Вторичное группировки используют для решения различных задач, важнейшими из которых являются: 1) образование на основе группировок по количественным признакам качественно однородных групп (типов); 2) приведение двух (или более) группировок с различными интервалами к единому виду с целью сопоставимости и анализа; 3) образование более укрупненных групп, в которых яснее проявляется характер распределения.

Суть этого приема заключается в получении сопоставимых данных по различным групуваннях, для чего: численный состав группы (с процентом) фиксируется на одном уровне у всех групуваннях; во всех групуваннях устанавливается также равное число групп и одинаковое содержание групповых таблиц. Сравнению и сопоставлению подлежат не абсолютные показатели по группам, а относительные величины, процентные отношения.

Различают два способа вторичной группировки: 1) путем преобразования интервалов первичного группирования (чаще простым укрупнением интервалов) и 2) путем закрепления за каждой группой определенной части единиц совокупности (частичная перегруппировка). При использовании этих способов вторичного группировки обычно предполагают, что распределение признака внутри интервалов будет равномерным.

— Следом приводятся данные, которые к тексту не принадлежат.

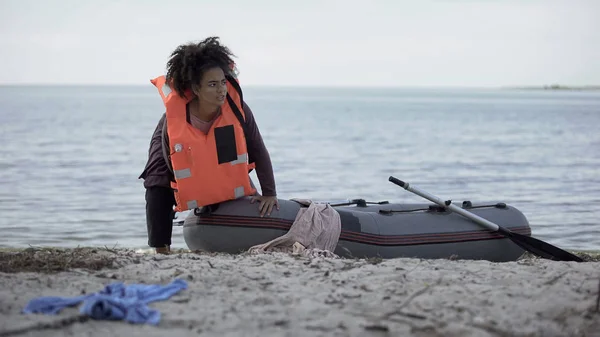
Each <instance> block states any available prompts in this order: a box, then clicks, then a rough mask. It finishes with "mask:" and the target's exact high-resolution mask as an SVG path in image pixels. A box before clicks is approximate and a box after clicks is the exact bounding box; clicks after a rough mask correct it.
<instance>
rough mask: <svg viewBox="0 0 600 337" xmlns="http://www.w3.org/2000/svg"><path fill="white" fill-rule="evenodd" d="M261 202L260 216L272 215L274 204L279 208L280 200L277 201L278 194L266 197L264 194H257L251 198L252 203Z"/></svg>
mask: <svg viewBox="0 0 600 337" xmlns="http://www.w3.org/2000/svg"><path fill="white" fill-rule="evenodd" d="M257 201H258V202H259V204H258V210H259V211H260V216H261V217H263V216H265V213H266V214H267V215H271V211H272V210H273V206H275V207H277V210H279V201H277V196H272V197H265V196H262V195H256V196H253V197H252V198H250V202H251V203H255V202H257Z"/></svg>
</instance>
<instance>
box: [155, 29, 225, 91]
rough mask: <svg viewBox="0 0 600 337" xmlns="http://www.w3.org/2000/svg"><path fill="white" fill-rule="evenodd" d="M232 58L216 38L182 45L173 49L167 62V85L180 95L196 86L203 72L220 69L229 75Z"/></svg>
mask: <svg viewBox="0 0 600 337" xmlns="http://www.w3.org/2000/svg"><path fill="white" fill-rule="evenodd" d="M232 57H235V55H234V54H233V53H232V52H231V51H230V50H229V48H227V47H226V46H224V45H222V44H221V43H219V38H218V37H214V36H211V37H208V38H206V39H204V40H202V41H200V42H199V43H188V44H182V45H180V46H179V47H177V49H175V50H174V51H173V52H172V53H171V56H170V59H169V61H168V62H167V76H166V79H167V83H170V84H171V87H172V88H173V89H174V90H175V91H176V92H177V93H178V94H179V95H180V96H182V97H183V96H185V92H186V91H187V90H189V89H191V88H192V85H194V84H198V83H199V82H200V79H201V78H202V76H203V75H204V72H205V71H206V70H208V69H211V68H214V67H220V68H221V69H223V72H225V74H226V75H227V74H230V73H231V68H230V66H231V64H233V63H234V62H233V60H232Z"/></svg>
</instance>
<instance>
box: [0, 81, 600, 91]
mask: <svg viewBox="0 0 600 337" xmlns="http://www.w3.org/2000/svg"><path fill="white" fill-rule="evenodd" d="M151 85H152V84H151V83H150V82H149V81H148V84H142V83H57V82H54V83H43V82H41V83H35V82H25V83H19V82H16V83H2V82H0V87H77V86H79V87H146V86H151ZM244 86H245V87H248V88H251V87H254V88H289V89H293V88H332V89H335V88H340V89H361V88H372V89H380V88H383V89H403V88H404V89H545V90H569V89H571V90H581V89H595V90H600V85H594V84H584V85H567V84H557V83H553V84H529V85H433V84H429V85H417V84H414V85H407V84H404V85H353V84H349V85H343V84H334V85H322V84H244Z"/></svg>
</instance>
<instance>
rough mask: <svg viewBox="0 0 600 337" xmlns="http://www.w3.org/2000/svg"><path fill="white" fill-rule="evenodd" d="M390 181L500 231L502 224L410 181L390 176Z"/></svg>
mask: <svg viewBox="0 0 600 337" xmlns="http://www.w3.org/2000/svg"><path fill="white" fill-rule="evenodd" d="M389 181H391V182H392V183H394V184H396V185H398V186H400V187H402V188H404V189H405V190H407V191H410V192H413V193H414V194H417V195H419V196H421V197H423V198H425V199H427V200H429V201H432V202H434V203H436V204H438V205H440V206H442V207H447V208H448V209H450V210H452V211H454V212H456V213H458V214H460V215H462V216H464V217H466V218H468V219H471V220H473V221H475V222H476V223H478V224H480V225H482V226H484V227H486V228H488V229H489V230H491V231H494V232H495V231H498V230H499V229H500V226H498V225H496V224H495V223H493V222H490V221H488V220H486V219H484V218H482V217H480V216H478V215H476V214H473V213H471V212H469V211H466V210H464V209H462V208H460V207H458V206H456V205H453V204H446V202H444V201H443V200H442V199H440V198H438V197H436V196H434V195H431V194H429V193H427V192H425V191H421V190H420V189H418V188H416V187H412V186H410V184H409V183H406V182H403V181H402V180H400V179H398V178H394V177H390V178H389Z"/></svg>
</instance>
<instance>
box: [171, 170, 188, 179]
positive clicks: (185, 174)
mask: <svg viewBox="0 0 600 337" xmlns="http://www.w3.org/2000/svg"><path fill="white" fill-rule="evenodd" d="M173 174H174V175H175V179H184V178H189V177H191V176H192V171H191V170H190V169H182V170H175V171H173Z"/></svg>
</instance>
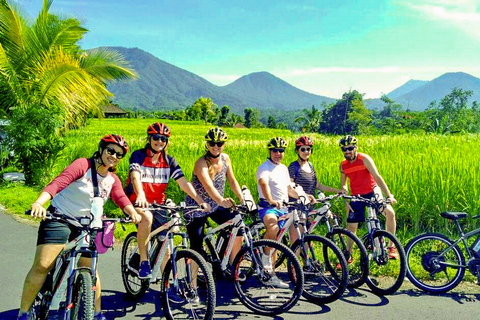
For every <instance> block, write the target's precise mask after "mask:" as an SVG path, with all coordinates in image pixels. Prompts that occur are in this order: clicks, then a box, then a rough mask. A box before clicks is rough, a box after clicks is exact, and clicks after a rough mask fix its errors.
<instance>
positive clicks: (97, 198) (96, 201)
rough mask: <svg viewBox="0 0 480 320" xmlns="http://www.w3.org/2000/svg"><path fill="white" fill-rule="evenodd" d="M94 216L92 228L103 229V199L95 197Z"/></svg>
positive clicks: (93, 206) (93, 197) (94, 197)
mask: <svg viewBox="0 0 480 320" xmlns="http://www.w3.org/2000/svg"><path fill="white" fill-rule="evenodd" d="M92 214H93V221H92V227H93V228H102V227H103V224H102V216H103V199H102V198H101V197H93V200H92Z"/></svg>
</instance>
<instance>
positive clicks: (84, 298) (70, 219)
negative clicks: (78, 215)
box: [25, 210, 130, 320]
mask: <svg viewBox="0 0 480 320" xmlns="http://www.w3.org/2000/svg"><path fill="white" fill-rule="evenodd" d="M25 213H26V214H30V210H27V211H26V212H25ZM93 219H94V218H93V215H92V214H90V215H88V216H85V217H81V218H75V217H71V216H67V215H64V214H61V213H59V212H54V213H53V212H48V211H47V216H46V220H57V221H63V222H67V223H69V224H70V225H72V226H74V227H76V228H78V229H80V230H81V232H80V234H79V235H78V236H77V237H76V238H75V239H73V240H71V241H69V242H68V243H67V244H66V245H65V248H64V249H63V250H62V252H60V254H59V255H58V257H57V258H56V260H55V267H54V268H52V269H51V270H50V271H49V272H48V274H47V277H46V279H45V282H44V284H43V286H42V288H41V289H40V291H39V292H38V294H37V296H36V298H35V301H34V302H33V305H32V310H33V313H34V316H35V319H39V320H47V319H49V318H56V319H64V320H70V319H71V320H75V319H81V320H91V319H93V317H94V314H95V284H96V280H97V277H96V274H97V262H98V252H97V248H96V245H95V236H96V234H97V232H98V230H99V228H95V227H92V221H93ZM102 220H103V221H114V222H128V221H130V220H129V219H118V218H113V219H110V218H109V219H107V218H104V219H102ZM82 255H86V256H88V257H91V259H92V264H91V266H90V267H89V268H86V267H78V266H77V265H78V261H79V259H80V257H81V256H82Z"/></svg>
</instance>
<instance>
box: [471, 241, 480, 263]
mask: <svg viewBox="0 0 480 320" xmlns="http://www.w3.org/2000/svg"><path fill="white" fill-rule="evenodd" d="M471 249H472V251H473V254H474V255H475V257H476V258H478V259H480V236H477V239H476V240H475V242H474V243H473V244H472V247H471Z"/></svg>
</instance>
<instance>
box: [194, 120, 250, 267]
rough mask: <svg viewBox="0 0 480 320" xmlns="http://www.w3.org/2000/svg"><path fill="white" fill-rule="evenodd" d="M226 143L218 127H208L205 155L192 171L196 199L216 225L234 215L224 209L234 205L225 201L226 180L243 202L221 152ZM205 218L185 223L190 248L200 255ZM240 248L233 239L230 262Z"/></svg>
mask: <svg viewBox="0 0 480 320" xmlns="http://www.w3.org/2000/svg"><path fill="white" fill-rule="evenodd" d="M227 140H228V136H227V133H226V132H225V131H224V130H223V129H221V128H218V127H217V128H211V129H209V130H208V132H207V134H206V135H205V151H206V152H205V155H203V156H202V157H201V158H199V159H198V160H197V162H196V163H195V167H194V169H193V178H192V184H193V186H194V187H195V190H196V191H197V193H198V194H199V195H200V197H201V198H202V199H203V200H205V202H207V203H208V204H209V205H210V207H211V209H210V212H209V213H208V214H207V216H208V217H210V218H211V219H212V220H213V221H215V222H216V223H218V224H221V223H224V222H226V221H228V220H230V219H233V218H234V217H235V213H233V212H231V211H230V210H229V209H228V208H230V207H232V206H233V205H235V201H234V200H233V199H232V198H225V197H224V196H225V184H226V181H227V180H228V184H229V185H230V188H231V189H232V191H233V192H234V193H235V195H236V196H237V198H238V200H239V201H240V202H243V195H242V190H241V189H240V185H239V184H238V182H237V179H235V175H234V174H233V167H232V163H231V160H230V157H229V156H228V154H226V153H224V152H223V150H224V149H225V142H226V141H227ZM191 204H193V200H192V198H191V197H190V196H187V205H191ZM207 216H203V217H194V218H193V220H192V221H191V222H190V223H189V224H187V232H188V236H189V238H190V247H191V248H192V249H193V250H196V251H197V252H202V251H203V250H202V248H203V237H204V236H205V230H204V229H205V222H206V221H207ZM241 246H242V237H241V236H239V237H237V239H236V240H235V243H234V245H233V250H232V253H231V255H230V257H229V262H230V264H232V263H233V259H234V258H235V256H236V254H237V253H238V251H240V248H241Z"/></svg>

Применение вторичного группировки для приведения двух группировок с различными интервалами к единому виду в целях сравнимости проиллюстрируем на следующем примере. Для этого используем данные первичного группирования двух районов по численности работников животноводства (табл. 3.7).

Таблица 3.7. Группировка хозяйств двух районов по численности работников животноводства

Район I

Район II

группы хозяйств по

группы хозяйств по

в итоге

численностью работников, чел.

в итоге

Непосредственно данные группировок двух районов несопоставимы, так как хозяйства распределены по группам с разными интервалами: 20 чел. в районе I и 30 чел. в районе II. Число выделенных групп также неодинаковое.

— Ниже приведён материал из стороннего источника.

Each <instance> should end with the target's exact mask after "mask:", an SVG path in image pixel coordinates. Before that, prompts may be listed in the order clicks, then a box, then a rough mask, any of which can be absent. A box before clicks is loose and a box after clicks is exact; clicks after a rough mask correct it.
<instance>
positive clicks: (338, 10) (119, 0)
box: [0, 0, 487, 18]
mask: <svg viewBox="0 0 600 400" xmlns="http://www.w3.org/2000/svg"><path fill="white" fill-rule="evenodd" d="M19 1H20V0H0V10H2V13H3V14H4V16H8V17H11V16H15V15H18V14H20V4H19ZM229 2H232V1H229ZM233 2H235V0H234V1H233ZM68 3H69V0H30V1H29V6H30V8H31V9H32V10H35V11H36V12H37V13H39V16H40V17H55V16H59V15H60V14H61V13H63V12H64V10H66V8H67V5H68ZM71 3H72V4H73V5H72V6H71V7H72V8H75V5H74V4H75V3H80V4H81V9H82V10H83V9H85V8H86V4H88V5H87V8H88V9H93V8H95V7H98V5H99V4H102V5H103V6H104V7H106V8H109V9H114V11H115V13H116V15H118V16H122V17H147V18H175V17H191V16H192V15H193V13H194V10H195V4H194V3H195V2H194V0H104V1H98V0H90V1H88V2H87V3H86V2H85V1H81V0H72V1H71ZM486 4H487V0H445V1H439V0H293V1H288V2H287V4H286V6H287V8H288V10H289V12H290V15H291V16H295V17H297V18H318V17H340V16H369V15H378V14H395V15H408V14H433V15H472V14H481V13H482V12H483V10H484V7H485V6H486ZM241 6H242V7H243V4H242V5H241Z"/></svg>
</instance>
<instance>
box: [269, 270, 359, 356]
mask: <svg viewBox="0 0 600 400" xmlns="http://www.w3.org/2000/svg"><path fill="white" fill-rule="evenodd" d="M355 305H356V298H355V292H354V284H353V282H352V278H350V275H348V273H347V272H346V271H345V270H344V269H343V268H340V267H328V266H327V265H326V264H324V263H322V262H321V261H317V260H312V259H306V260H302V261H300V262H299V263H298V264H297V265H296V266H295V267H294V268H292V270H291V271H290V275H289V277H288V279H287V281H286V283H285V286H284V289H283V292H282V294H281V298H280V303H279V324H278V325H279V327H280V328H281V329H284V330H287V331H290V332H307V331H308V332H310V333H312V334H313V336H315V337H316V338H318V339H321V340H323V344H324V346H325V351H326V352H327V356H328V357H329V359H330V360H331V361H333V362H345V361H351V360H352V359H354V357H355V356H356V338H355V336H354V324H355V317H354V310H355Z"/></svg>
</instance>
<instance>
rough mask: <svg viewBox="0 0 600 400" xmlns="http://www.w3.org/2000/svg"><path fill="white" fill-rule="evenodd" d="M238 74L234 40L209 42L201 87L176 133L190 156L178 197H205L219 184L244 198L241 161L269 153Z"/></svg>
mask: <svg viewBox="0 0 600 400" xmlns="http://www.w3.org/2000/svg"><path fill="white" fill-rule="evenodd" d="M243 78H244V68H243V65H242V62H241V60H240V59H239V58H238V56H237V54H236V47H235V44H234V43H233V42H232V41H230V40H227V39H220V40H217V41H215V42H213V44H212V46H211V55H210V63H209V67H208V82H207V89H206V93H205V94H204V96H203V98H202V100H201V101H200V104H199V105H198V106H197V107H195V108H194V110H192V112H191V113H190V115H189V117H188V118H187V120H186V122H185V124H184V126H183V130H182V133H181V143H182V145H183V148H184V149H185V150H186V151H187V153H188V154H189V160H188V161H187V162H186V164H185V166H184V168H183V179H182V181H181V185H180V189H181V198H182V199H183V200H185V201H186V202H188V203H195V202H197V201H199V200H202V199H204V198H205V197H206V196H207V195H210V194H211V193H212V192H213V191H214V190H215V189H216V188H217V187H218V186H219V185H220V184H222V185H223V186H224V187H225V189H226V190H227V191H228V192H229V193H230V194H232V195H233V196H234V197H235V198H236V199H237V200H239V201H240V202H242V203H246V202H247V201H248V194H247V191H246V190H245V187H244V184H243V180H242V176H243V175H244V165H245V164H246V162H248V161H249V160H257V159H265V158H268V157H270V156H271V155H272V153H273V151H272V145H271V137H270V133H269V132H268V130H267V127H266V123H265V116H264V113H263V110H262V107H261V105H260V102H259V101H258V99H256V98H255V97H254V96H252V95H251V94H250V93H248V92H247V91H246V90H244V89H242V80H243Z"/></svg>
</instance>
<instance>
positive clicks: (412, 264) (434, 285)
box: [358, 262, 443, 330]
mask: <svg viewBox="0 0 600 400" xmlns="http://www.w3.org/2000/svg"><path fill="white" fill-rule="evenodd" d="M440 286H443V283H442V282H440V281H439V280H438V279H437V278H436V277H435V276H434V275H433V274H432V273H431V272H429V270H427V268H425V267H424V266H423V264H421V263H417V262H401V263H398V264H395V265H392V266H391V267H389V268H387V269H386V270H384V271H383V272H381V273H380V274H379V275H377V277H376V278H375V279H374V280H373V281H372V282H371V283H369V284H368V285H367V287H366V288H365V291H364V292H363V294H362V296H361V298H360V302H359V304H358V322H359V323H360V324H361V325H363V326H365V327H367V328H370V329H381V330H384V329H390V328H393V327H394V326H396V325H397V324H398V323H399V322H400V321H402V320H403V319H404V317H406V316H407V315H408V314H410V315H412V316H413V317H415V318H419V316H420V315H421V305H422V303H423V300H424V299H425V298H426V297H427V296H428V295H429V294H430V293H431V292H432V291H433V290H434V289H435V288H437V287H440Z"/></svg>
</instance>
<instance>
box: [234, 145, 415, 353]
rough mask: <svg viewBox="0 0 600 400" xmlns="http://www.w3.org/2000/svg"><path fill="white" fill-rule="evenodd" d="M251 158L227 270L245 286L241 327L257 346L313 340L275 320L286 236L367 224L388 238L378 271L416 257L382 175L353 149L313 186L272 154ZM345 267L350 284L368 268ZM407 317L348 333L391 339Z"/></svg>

Для приведения двух группировок в сопоставимый вид проведем вторичную группировку. С этой целью перегрупуємо материалы в группы, единые для обоих районов: возьмем интервал 40 чел. (табл. 3.8).

Поскольку есть возможность вторичное группировка хозяйств района И осуществить способом простого укрупнения интервалов (имеет место совпадение нижних и верхних интервалов в двух групуваннях), используем этот способ для решения поставленной задачи.

Поясним последовательность расчетов. В первую группу хозяйств с численностью работников до 160 чел. войдут хозяйства I и II групп.

Таблица 3.8. Вторичное группировка хозяйств двух районов по численности работников животноводства

Удельный вес хозяйств этих групп в общем итоге составит 16% (4+12). Во вторую группу хозяйств с численностью работников от 160 до 200 чел. войдут хозяйства III и IV групп их удельный вес в общем итоге составит 45% (18+27). Аналогично выполняются расчеты при образовании остальных групп.

Перегрупуємо хозяйства района II. Поскольку укрупнение интервалов для хозяйств района II не подходит и задачи не решает используем способ частичного перегруппировки данных первичного группирования.

В первую, заново созданную группу хозяйств района II с численностью работников животноводства до 160 чел., полностью войдут хозяйства первичного группирования с таким же интервалом. Удельный вес хозяйств этой группы составляет 8%.

Во вторую группу хозяйств вторичного группировки с численностью работников от 160 до 200 чел. полностью войдут хозяйства II группы (16%) и часть хозяйств III группы. Для определения части хозяйств, которую нужно взять из III группы, необходимо ее расчленить на подгруппы с численностью работников 190 - 200, 200 - 210, 210 - 220 чел. Показатели удельного веса хозяйств в этих подгруппах определяются пропорционально делению величины интервала. Величина интервала, которую мы рассматриваем, составляет 30 чел. и делится на три равные части. Для получения нужного интервала 160 - 200 чел. до величины интервала II группы (160 - 190 чел.) следует добавить одну треть величины интервала III группы (190 - 220 чел.) и такую же часть хозяйств этой группы.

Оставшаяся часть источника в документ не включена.